George T. Delacorte, Jr., President

Helen Meyer, Vice-President

Albert P. Delacorte, Vice-President

Copyright, MCML,

by Ernest Hemingway.

All rights reserved.

Reprinted by arrangement with

Charles Scribner’s Sons,

New York, N. Y.

Designed and produced by

Western Printing & Lithographing Company

Cover painting by Griffith Foxley

Printed In U.S.A.

In view of a recent tendency to identify characters in fiction with real people, it seems proper to state that there are no real people in this volume: both the char­acters and their names are fictitious. The names or designations of any military units are fictitious. There are no living people nor existing military units pre­sented in this book.

TO MARY

WITH LOVE

CONTENTS

CONTENTS

CHAPTER I

CHAPTER II

CHAPTER III

CHAPTER IV

CHAPTER V

CHAPTER VI

CHAPTER VII

CHAPTER VIII

CHAPTER IX

CHAPTER X

CHAPTER XI

CHAPTER XII

CHAPTER XIII

CHAPTER XIV

CHAPTER XV

CHAPTER XVI

CHAPTER XVII

CHAPTER XVIII

CHAPTER XIX

CHAPTER XX

CHAPTER XXI

CHAPTER XXII

CHAPTER XXIII

CHAPTER XXIV

CHAPTER XXV

CHAPTER XXVI

CHAPTER XXVII

CHAPTER XXVIII

CHAPTER XXIX

CHAPTER XXX

CHAPTER XXXI

CHAPTER XXXII

CHAPTER XXXIII

CHAPTER XXXIV

CHAPTER XXXV

CHAPTER XXXVI

CHAPTER XXXVII

CHAPTER XXXVIII

CHAPTER XXXIX

CHAPTER XL

CHAPTER XLI

CHAPTER XLII

CHAPTER XLIII

CHAPTER XLIV

CHAPTER XLV

CHAPTER I

THEY started two hours before daylight, and at first, it was not necessary to break the ice across the canal as other boats had gone on ahead. In each boat, in the dark­ness, so you could not see, but only hear him; the poler stood in the stern, with his long oar. The shooter sat on a shooting stool fastened to the top of a box that contained his lunch and shells, and the shooter’s two, or more, guns, were propped against the load of wooden decoys. Some­where, in each boat, there was a sack with one or two live mallard hens, or a hen and a drake, and in each boat there was a dog who shifted and shivered uneasily at the sound of the wings of the ducks that passed overhead in the darkness.

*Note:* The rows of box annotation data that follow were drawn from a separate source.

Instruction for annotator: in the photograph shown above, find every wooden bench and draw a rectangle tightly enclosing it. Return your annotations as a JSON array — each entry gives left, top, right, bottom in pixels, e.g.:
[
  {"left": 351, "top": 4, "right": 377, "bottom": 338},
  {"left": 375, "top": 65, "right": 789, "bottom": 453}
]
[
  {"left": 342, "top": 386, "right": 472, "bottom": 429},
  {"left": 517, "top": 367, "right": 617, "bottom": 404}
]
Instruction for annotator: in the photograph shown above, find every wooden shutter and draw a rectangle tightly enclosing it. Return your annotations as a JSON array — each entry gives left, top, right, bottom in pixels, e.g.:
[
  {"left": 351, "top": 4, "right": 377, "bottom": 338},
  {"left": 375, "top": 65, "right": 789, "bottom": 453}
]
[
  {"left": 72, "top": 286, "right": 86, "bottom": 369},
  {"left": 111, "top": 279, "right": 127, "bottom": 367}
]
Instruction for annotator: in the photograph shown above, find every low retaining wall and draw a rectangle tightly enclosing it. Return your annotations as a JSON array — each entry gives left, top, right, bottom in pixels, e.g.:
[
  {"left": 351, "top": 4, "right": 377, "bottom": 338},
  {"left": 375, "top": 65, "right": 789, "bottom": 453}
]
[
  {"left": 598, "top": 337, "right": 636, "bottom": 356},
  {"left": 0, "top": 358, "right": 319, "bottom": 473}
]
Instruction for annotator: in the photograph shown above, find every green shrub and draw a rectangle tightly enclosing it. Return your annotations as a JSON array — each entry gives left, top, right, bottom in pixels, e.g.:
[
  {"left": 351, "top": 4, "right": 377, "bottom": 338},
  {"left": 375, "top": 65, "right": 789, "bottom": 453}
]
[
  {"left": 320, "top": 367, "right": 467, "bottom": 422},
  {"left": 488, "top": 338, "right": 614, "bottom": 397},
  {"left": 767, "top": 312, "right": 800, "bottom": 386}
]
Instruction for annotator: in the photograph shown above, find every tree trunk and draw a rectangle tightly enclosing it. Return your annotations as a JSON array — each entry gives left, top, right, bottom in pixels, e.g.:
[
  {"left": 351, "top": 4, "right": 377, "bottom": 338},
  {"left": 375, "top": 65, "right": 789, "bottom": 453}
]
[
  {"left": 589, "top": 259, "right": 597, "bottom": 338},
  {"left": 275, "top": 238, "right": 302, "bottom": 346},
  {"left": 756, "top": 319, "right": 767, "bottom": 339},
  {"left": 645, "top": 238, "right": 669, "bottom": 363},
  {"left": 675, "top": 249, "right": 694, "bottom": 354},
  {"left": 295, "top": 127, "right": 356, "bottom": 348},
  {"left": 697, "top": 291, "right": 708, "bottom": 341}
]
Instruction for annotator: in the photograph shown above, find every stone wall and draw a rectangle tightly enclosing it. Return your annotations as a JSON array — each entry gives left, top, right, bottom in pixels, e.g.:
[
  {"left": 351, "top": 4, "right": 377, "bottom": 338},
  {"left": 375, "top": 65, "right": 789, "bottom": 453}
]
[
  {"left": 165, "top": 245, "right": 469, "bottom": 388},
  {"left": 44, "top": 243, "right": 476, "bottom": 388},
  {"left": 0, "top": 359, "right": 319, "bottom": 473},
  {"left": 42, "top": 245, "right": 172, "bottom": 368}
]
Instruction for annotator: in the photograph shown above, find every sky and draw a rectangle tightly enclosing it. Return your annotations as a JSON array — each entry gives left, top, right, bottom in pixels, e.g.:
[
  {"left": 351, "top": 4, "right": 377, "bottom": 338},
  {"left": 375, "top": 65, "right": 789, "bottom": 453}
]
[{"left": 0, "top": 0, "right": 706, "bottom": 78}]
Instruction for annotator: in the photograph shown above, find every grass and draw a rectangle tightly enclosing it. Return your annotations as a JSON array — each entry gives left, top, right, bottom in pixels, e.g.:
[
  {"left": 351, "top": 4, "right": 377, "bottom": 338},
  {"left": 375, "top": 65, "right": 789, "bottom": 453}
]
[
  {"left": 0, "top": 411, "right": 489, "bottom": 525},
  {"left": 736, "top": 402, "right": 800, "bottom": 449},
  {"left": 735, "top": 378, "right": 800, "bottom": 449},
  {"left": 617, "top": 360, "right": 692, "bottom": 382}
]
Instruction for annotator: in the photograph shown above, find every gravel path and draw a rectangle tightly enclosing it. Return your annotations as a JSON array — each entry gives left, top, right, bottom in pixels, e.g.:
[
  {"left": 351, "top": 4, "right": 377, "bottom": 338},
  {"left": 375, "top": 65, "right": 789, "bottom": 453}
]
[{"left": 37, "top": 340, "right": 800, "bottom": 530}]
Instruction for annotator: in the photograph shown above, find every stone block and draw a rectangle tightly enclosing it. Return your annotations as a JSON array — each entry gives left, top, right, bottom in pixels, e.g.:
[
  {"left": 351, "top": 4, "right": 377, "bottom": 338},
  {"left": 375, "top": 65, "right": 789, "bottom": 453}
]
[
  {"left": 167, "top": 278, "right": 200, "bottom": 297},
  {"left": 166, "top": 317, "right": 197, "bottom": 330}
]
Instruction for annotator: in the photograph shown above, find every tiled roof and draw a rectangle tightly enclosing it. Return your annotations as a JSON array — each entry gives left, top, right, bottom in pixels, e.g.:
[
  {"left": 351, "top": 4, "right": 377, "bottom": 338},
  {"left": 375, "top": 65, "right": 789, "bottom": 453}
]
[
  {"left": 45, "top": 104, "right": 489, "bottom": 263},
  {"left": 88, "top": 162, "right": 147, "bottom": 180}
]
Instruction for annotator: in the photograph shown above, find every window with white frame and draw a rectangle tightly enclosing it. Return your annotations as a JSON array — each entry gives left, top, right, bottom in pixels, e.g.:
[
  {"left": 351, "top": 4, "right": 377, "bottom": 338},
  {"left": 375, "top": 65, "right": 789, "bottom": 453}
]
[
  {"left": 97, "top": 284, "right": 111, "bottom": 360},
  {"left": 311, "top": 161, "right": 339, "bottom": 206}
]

Four of the boats went on up the main canal toward the big lagoon to the north. A fifth boat had already turned off into a side canal. Now, the sixth boat turned south into a shallow lagoon, and there was no broken water.

It was all ice, new-frozen during the sudden, windless cold of the night. It was rubbery and bending against the thrust of the boatman’s oar. Then it would break as sharply as a pane of glass, but the boat made little for­ward progress.

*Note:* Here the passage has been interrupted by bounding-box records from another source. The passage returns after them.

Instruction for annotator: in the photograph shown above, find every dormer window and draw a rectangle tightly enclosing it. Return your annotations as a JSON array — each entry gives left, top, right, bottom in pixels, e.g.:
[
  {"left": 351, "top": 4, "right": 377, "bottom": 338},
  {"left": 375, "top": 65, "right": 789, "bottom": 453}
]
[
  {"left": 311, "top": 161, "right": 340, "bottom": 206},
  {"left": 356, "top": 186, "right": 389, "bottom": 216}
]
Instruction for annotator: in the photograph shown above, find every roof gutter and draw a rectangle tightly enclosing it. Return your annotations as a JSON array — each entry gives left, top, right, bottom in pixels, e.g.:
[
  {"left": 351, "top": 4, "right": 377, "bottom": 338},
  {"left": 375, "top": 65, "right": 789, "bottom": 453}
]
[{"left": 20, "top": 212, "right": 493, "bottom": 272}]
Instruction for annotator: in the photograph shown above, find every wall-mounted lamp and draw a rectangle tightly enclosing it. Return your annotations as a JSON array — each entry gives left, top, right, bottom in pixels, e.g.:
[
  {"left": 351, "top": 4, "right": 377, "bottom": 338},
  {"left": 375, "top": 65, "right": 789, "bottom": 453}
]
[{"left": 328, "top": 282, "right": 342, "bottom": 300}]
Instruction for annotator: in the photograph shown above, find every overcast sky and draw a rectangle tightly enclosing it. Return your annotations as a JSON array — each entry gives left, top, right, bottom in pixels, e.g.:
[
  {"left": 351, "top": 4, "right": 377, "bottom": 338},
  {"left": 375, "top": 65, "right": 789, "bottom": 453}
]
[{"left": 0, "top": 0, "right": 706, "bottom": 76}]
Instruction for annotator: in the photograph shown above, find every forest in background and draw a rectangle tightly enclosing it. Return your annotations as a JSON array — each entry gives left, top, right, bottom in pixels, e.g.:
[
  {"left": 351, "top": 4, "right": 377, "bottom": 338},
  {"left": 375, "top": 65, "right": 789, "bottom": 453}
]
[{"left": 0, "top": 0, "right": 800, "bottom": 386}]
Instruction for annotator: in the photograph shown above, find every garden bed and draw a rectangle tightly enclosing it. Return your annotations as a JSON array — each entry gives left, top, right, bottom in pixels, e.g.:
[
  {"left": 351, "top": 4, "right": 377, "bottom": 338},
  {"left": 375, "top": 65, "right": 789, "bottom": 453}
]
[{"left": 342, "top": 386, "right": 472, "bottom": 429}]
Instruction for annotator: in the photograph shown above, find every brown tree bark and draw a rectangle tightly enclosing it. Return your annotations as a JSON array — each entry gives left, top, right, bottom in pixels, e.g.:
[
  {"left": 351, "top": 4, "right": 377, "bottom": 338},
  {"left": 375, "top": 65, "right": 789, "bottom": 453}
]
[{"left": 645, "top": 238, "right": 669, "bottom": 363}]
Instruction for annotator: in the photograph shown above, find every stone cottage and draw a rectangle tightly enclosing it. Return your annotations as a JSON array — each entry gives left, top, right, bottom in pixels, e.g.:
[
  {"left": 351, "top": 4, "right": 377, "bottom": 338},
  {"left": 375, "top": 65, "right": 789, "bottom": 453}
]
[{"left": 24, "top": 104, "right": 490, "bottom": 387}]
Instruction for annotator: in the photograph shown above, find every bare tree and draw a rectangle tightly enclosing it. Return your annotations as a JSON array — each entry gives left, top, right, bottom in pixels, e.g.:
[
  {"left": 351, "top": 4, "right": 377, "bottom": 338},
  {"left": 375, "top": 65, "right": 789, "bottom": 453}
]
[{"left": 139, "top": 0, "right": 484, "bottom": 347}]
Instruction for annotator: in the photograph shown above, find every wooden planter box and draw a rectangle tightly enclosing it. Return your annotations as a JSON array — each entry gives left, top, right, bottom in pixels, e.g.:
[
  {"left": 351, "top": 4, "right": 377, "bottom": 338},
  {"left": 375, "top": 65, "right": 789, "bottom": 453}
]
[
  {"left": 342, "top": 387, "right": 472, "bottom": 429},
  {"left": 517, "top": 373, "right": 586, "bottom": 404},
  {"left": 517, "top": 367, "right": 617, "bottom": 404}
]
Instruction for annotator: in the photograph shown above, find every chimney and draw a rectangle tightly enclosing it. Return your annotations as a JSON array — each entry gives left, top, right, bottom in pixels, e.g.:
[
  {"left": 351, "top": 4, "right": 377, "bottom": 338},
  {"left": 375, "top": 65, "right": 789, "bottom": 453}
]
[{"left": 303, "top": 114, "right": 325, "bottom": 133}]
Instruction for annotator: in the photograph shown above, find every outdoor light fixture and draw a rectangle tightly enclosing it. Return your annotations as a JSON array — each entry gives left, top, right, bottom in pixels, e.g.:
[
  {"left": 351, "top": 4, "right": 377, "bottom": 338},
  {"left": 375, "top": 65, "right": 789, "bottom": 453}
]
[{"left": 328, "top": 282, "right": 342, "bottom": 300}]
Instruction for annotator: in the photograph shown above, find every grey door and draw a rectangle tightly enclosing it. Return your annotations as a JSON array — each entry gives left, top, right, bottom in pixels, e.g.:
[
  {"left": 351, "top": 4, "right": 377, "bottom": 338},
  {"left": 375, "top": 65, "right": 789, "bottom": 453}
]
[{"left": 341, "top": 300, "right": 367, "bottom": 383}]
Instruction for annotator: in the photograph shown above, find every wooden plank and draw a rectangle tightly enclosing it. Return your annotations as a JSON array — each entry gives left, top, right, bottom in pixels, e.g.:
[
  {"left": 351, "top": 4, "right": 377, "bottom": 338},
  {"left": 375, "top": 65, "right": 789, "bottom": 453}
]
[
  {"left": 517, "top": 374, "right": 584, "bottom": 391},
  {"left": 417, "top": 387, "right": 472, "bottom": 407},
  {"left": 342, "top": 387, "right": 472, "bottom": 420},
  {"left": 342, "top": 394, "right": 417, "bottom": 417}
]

“Give me an oar,” the shooter in the sixth boat said. He stood up and braced himself carefully. He could hear the ducks passing in the darkness, and feel the restless lurching of the dog. To the north he heard the sound of breaking ice from the other boats.

“Be careful,” the poler in the stern said. “Don’t tip the boat over.”

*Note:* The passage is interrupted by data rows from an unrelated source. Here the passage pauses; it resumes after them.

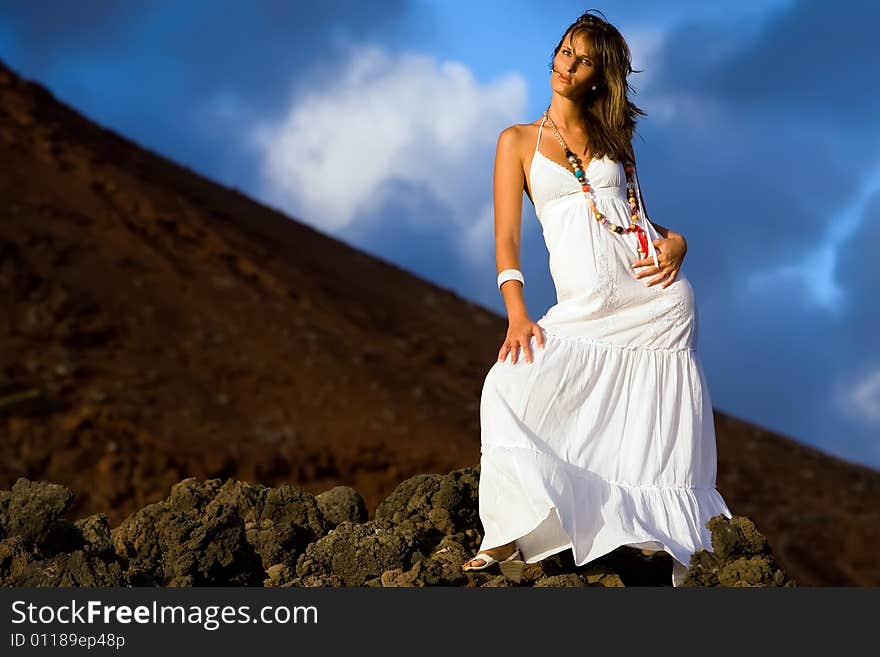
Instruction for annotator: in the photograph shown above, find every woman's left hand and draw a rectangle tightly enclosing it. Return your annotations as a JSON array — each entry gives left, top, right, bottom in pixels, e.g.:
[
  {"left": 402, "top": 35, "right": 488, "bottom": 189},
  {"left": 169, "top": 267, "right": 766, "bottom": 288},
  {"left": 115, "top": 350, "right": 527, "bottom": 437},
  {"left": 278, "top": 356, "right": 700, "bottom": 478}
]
[{"left": 632, "top": 233, "right": 687, "bottom": 287}]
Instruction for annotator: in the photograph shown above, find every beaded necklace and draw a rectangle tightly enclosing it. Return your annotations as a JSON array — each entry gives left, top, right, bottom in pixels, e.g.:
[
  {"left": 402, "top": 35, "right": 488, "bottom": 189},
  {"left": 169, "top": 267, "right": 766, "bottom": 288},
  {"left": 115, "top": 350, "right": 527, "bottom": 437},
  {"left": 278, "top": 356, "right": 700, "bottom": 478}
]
[{"left": 544, "top": 107, "right": 657, "bottom": 264}]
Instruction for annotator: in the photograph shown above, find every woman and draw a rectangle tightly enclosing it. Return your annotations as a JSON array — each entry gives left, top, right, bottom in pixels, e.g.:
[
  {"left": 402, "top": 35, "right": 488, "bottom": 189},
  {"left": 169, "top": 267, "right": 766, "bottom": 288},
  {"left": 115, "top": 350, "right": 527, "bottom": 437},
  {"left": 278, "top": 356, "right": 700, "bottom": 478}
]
[{"left": 462, "top": 12, "right": 731, "bottom": 586}]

“I am a boatman, too,” the shooter said.

He took the long oar the boatman handed him and reversed it so he could hold it by the blade. Holding the blade he reached forward and punched the handle through the ice. He felt the firm bottom of the shallow lagoon, put his weight on the top of the wide oar-blade, and holding with both hands and, first pulling, then shoving, until the pole-hold was well to the stern, he drove the boat ahead to break the ice. The ice broke like sheets of plate glass as the boat drove into it, and onto it, and astern the boatman shoved them ahead into the broken passage.